Hay trucos sucios, además, que completan la infamia. «Por mala fe o porque su intelecto no da para más –añadía en 2017– el sujeto en cuestión suele descontextualizar frases del parasitado; e incluso titula, no con lo que éste dice, sino con su interpretación sesgada o malintencionada. Y en un lugar tan atrozmente falto de comprensión lectora como España, donde no suele opinarse sobre lo que alguien dice, sino sobre lo que alguien dice que le dijeron que otro ha dicho, los efectos adquieren dimensiones disparatadas»

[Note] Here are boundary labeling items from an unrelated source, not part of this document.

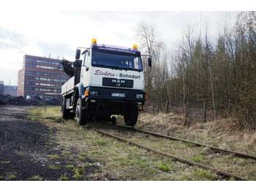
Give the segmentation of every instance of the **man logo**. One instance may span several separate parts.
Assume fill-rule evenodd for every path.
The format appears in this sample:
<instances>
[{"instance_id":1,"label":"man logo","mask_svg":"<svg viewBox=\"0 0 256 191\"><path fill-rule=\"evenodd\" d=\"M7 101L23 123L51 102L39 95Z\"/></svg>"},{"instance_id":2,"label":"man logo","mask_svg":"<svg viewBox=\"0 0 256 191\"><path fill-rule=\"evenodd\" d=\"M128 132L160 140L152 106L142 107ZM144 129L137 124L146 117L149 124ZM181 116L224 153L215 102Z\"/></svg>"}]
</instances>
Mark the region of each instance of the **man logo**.
<instances>
[{"instance_id":1,"label":"man logo","mask_svg":"<svg viewBox=\"0 0 256 191\"><path fill-rule=\"evenodd\" d=\"M125 80L113 79L112 83L116 83L116 87L120 87L121 84L125 84Z\"/></svg>"}]
</instances>

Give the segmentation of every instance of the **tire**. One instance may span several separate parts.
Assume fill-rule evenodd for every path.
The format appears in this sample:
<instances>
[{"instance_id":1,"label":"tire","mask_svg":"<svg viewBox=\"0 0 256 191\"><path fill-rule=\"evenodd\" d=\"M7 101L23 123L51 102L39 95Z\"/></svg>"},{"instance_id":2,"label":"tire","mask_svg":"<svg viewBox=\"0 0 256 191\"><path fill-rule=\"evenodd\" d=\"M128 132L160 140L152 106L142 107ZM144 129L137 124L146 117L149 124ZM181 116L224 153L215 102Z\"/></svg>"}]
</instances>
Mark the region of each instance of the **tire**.
<instances>
[{"instance_id":1,"label":"tire","mask_svg":"<svg viewBox=\"0 0 256 191\"><path fill-rule=\"evenodd\" d=\"M84 107L84 104L82 99L79 98L75 109L75 117L79 125L86 125L89 119L88 109L83 109L83 107Z\"/></svg>"},{"instance_id":2,"label":"tire","mask_svg":"<svg viewBox=\"0 0 256 191\"><path fill-rule=\"evenodd\" d=\"M124 115L125 125L128 126L135 125L138 114L138 105L128 105Z\"/></svg>"},{"instance_id":3,"label":"tire","mask_svg":"<svg viewBox=\"0 0 256 191\"><path fill-rule=\"evenodd\" d=\"M69 111L68 109L66 109L66 100L63 98L61 101L61 117L66 120L68 119L69 112Z\"/></svg>"}]
</instances>

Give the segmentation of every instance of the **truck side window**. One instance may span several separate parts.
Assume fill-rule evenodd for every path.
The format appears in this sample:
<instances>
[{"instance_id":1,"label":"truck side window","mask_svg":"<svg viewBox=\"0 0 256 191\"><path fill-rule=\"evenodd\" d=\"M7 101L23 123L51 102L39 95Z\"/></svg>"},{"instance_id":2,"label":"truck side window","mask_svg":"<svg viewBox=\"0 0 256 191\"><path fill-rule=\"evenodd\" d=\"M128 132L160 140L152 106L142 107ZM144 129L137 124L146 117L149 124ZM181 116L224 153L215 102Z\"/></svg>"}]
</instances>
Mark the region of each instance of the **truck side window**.
<instances>
[{"instance_id":1,"label":"truck side window","mask_svg":"<svg viewBox=\"0 0 256 191\"><path fill-rule=\"evenodd\" d=\"M87 52L84 56L84 62L83 62L83 65L86 66L89 66L89 52Z\"/></svg>"}]
</instances>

Y, bueno. Desde que escribí esas líneas, la infección se ha extendido, con el detalle complementario de que ya no son sólo los practicantes del periodismo parásito –y los medios que los cobijan– quienes viven del discurso ajeno manipulando, descontextualizando y sesgando, sino que al negocio se han sumado en los últimos tiempos numerosos políticos oportunistas, tanto de derechas como de izquierdas, e incluso no pocos particulares anónimos en busca de salir del anonimato. El auge de las redes, Twitter, TikTok y otros mecanismos donde campean la rapidez y la simpleza contribuye mucho a eso. 

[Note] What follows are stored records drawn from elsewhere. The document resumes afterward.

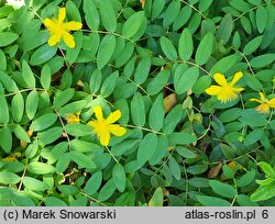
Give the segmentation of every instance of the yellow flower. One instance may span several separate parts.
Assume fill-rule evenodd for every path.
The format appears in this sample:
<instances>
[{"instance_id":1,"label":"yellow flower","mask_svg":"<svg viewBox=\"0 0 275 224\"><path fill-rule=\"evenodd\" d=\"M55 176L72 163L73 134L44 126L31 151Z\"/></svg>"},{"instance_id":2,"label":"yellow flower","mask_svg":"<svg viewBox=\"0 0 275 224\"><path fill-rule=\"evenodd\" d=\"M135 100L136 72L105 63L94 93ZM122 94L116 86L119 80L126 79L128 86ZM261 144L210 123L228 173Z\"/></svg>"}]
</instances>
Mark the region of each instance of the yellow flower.
<instances>
[{"instance_id":1,"label":"yellow flower","mask_svg":"<svg viewBox=\"0 0 275 224\"><path fill-rule=\"evenodd\" d=\"M119 124L113 124L121 116L120 110L112 112L107 119L102 115L102 109L99 105L94 108L97 120L89 121L88 125L94 127L94 133L100 141L100 144L107 146L110 142L110 133L116 136L122 136L127 130Z\"/></svg>"},{"instance_id":2,"label":"yellow flower","mask_svg":"<svg viewBox=\"0 0 275 224\"><path fill-rule=\"evenodd\" d=\"M80 30L82 27L82 23L75 21L64 22L65 16L66 16L66 9L61 8L57 20L56 19L51 20L48 18L44 20L44 24L51 34L51 37L47 41L47 44L50 46L56 45L63 38L64 43L69 48L75 47L76 43L74 41L74 36L69 34L69 31Z\"/></svg>"},{"instance_id":3,"label":"yellow flower","mask_svg":"<svg viewBox=\"0 0 275 224\"><path fill-rule=\"evenodd\" d=\"M142 9L144 9L145 0L140 0Z\"/></svg>"},{"instance_id":4,"label":"yellow flower","mask_svg":"<svg viewBox=\"0 0 275 224\"><path fill-rule=\"evenodd\" d=\"M66 116L66 121L68 124L72 124L72 123L79 123L81 120L79 119L79 115L80 115L80 111L78 111L76 114L68 114Z\"/></svg>"},{"instance_id":5,"label":"yellow flower","mask_svg":"<svg viewBox=\"0 0 275 224\"><path fill-rule=\"evenodd\" d=\"M244 90L244 88L234 87L235 82L242 78L242 72L239 71L234 75L233 80L228 82L222 74L215 74L213 79L220 86L211 86L206 89L206 93L210 96L217 96L221 102L229 102L238 97L238 93Z\"/></svg>"},{"instance_id":6,"label":"yellow flower","mask_svg":"<svg viewBox=\"0 0 275 224\"><path fill-rule=\"evenodd\" d=\"M263 92L260 92L260 98L261 100L257 99L250 99L250 101L256 101L260 103L260 105L256 108L256 111L260 113L270 113L271 108L275 108L275 98L273 98L272 100L267 100L264 97Z\"/></svg>"}]
</instances>

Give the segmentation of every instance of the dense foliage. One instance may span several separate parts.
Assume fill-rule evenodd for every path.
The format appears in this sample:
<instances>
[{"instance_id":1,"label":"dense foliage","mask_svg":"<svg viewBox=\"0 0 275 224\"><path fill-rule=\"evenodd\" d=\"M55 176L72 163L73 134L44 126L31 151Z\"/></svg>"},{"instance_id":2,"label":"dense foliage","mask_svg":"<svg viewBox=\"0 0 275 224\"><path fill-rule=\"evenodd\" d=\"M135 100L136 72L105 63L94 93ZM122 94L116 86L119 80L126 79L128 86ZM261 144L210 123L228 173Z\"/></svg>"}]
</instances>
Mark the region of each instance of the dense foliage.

Pero cuidado: no es ya que se apliquen a ello los parásitos de toda la vida, o sea, los articulistas emboscados en el sectarismo habitual, incluidos varios –y varias– que pasaron sin ducharse de la política al periodismo, ni que cada vez haya más políticos de todo signo que se suben a los trenes baratos construyendo intervenciones parlamentarias o senatoriales a costa de lo que dicen que fulano o mengana han dicho; sino que cualquier tiñalpa de las redes, cualquier miserable de ambos sexos en busca de fama rápida, intenta hacerse viral vinculando su triste nombre, su gracieta, su meme, su comentario, a personas cuya altura intelectual no alcanzaría en su puta vida. No menciono nombres porque son tantos que no caben aquí; y tampoco me apetece dar un instante de fama a tan promiscua basura. 

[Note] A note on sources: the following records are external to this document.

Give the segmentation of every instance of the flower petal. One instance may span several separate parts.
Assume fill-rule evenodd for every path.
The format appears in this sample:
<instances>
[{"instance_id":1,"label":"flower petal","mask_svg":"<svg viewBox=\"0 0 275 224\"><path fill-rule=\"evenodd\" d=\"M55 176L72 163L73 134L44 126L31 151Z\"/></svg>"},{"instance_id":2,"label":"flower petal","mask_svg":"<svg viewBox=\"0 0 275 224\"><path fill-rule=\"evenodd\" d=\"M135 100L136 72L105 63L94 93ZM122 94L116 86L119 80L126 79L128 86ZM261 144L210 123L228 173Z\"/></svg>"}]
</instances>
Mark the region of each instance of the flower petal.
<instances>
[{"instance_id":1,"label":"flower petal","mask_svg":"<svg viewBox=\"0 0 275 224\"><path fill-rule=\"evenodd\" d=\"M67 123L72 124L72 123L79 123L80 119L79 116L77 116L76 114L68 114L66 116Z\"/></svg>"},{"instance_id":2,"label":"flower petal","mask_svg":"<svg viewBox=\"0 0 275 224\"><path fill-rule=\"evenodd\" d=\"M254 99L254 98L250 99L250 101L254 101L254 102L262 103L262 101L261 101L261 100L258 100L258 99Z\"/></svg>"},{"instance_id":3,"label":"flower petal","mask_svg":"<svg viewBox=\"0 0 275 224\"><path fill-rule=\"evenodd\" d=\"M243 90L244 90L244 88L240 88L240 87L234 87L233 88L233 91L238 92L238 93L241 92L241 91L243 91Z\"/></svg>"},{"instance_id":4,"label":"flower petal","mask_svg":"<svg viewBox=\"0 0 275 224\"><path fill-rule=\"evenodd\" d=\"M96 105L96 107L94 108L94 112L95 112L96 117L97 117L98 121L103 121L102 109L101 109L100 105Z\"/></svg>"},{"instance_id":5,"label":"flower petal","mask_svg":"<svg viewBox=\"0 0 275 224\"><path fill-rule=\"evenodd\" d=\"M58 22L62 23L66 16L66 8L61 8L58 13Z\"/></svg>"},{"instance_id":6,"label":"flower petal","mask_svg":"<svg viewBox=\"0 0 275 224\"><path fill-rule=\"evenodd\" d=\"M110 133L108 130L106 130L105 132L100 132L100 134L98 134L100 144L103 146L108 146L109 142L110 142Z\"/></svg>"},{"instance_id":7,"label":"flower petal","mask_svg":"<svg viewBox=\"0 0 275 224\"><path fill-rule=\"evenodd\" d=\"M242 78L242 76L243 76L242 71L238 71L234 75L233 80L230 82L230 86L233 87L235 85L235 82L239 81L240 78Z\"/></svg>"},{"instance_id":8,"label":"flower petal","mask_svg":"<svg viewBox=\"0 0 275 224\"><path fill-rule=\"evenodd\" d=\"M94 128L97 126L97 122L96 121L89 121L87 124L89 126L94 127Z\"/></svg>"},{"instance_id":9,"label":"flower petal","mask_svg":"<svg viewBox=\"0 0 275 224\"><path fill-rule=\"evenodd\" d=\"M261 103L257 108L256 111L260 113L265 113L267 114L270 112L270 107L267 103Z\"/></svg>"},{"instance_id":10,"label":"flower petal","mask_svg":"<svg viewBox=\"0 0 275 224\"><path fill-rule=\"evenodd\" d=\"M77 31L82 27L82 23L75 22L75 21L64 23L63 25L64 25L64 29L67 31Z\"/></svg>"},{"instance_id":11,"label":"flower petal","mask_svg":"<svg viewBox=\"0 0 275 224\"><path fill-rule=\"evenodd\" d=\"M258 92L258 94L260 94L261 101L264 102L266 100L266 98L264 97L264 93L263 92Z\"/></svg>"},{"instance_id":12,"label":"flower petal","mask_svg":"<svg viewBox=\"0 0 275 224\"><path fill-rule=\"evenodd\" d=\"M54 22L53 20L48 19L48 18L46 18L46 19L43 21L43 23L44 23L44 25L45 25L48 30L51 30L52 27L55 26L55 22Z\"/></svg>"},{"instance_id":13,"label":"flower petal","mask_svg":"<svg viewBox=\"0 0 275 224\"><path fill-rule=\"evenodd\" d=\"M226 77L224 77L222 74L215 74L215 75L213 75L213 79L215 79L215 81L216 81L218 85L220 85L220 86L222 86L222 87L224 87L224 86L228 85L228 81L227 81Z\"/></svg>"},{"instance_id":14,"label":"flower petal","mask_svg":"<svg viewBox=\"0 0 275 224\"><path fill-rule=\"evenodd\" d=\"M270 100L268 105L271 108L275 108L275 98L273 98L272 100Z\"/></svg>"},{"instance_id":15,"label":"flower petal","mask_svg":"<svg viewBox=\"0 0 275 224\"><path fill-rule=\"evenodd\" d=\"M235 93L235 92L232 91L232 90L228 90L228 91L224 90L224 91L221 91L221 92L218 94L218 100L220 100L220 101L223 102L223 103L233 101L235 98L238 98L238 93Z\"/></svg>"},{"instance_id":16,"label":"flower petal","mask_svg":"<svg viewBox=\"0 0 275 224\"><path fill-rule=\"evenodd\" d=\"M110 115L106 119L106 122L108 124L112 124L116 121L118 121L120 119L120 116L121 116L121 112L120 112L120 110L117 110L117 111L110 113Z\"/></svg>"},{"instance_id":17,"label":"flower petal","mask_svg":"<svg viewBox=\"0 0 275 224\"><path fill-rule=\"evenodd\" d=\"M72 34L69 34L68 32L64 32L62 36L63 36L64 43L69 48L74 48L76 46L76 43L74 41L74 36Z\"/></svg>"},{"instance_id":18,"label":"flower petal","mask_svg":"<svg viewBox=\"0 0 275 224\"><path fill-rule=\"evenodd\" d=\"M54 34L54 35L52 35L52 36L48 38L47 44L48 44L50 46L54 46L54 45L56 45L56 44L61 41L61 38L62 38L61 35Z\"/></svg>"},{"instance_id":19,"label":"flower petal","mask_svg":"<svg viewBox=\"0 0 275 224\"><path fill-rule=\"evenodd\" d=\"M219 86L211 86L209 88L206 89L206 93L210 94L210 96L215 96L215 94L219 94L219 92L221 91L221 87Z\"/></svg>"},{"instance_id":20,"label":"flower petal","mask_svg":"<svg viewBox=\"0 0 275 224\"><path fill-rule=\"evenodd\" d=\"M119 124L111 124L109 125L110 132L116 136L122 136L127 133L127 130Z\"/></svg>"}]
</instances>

Aunque, desde luego, ocurre a diario. Columnistas brillantes, élite de prestigio sea cual sea su punto de vista político, pensadores u observadores sociales imprescindibles para la vida intelectual en este desdichado país de cultura y educación agonizantes, gente sólida, atrevida y necesaria como Manuel Jabois, Ignacio Camacho, Antonio Lucas, Edu Galán, Rafa Latorre, Juan Soto Ivars, Jesús García Calero, Jorge Bustos, Rosa Montero, Sergio Vila-Sanjuán, Karina Sainz Borgo, Raúl del Pozo y tantos otros que opinan, arriesgan y dan la cara, se ven a menudo en boca de esa chusma parásita que no les llega ni a la altura de la tecla. Acaban, con frecuencia, troceados y tergiversados por advenedizos incapaces de manejar discursos originales propios. Y así, la inteligencia y el prestigio ajenos se han convertido en abrevadero habitual de oportunistas mediocres, de opinadores analfabetos, de políticos demagogos y demás ratas de cloaca mediática.